The Spark

the Voice of
The Communist League of Revolutionary Workers–Internationalist

“The emancipation of the working class will only be achieved by the working class itself.”
— Karl Marx

EDITORIAL
Trillions for Financial Parasites, Pennies for Our Safety

Aug 31, 2015

What has the government done to improve its ability to protect the population from natural disasters since Katrina? Very little. It just didn’t spend the money.

But over the same period, the government found trillions of dollars to hand over to the banks and other financial parasites that caused the economic crisis of 2008.

If New Orleans were to be hit by another strong hurricane, the same levees could give out or be bypassed. The same low-lying black working class areas, hard hit the first time and not well improved since then, could be inundated all over again. There still is no public transit which the population could use if it had to evacuate quickly. There isn’t more hospital space. In other words, a new natural disaster would quickly turn into another social catastrophe.

And it’s not just New Orleans. The bridge over the Mississippi river that collapsed seven years ago killing 13 people was replaced by a bridge that is already deteriorating. It has concrete pillars beset by cracks, wide stretches of rust on metal works, a drainage pipe dangling from the understructure. The authorities tell us the replacement bridge won’t collapse, but neither did they predict the first collapse. In any case, there is one thing we do know: big companies construct bridges not to be as safe as possible, but to draw as much profits out of the construction contracts as possible.

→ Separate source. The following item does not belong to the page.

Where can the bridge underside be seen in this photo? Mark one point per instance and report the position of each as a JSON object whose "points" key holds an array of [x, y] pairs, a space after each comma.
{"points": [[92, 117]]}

All over the country, there are substandard bridges–one in nine is ranked “structurally deficient” today. Seventy-six billion dollars needs to be spent right now just to redo these bridges in critical shape before another one of them collapses. There are more than 4,000 critically deficient dams. The country has 100,000 miles of levees, touching all fifty states, and most of them have never even been inspected. No one even knows what risks of catastrophic flooding exist–but the population has lived through the results, not only in New Orleans, but all up and down the Mississippi and Ohio Rivers every spring. And just this past spring, a dam almost collapsed near Dallas, Texas, threatening hundreds of thousands of people.

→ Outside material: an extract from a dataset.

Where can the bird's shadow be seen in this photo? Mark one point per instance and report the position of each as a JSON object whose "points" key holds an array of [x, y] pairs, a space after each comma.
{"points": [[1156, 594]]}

Wastewater and storm drainage systems, roads, railroad crossings, public transit, drinking water–you name it, it needs fixing.

But while the government has let the infrastructure rot, it has found trillions to hand to the banks and big corporations. It found at least two trillion dollars to bail out the banks and speculators in just the first two years after the 2008 financial collapse. That’s trillion, with a “t.” That’s two thousand billion dollars given to those parasites. And since then, it has continued to hand them money in many different ways.

A small fraction of that money could have fixed every bridge and tunnel, every levee and water system in the country. It could have built roads and public transportation systems in many cities. And in doing so, it would have created jobs. But that’s not how capitalism works.

When the money of the financial parasites was threatened in 2008, the government found all that the banks could possibly want. For them, that was a real crisis because it threatened profits. And ever since then, the government has been pouring more money at those same banks, that same financial system.

But when Katrina killed 1800 people and destroyed a large section of a major city, the government couldn’t find the money to make sure it never happened again.

What kind of backward system is it that we live under? Capitalism has money to burn, but none to spend on what is necessary for the population.

Capitalism has always put the needs of the population after the need to amass profit. But everything in this world eventually grows old and gets more decrepit–and capitalism has long been one of those old decrepit things. Far past its prime, it should have been put into the grave long ago.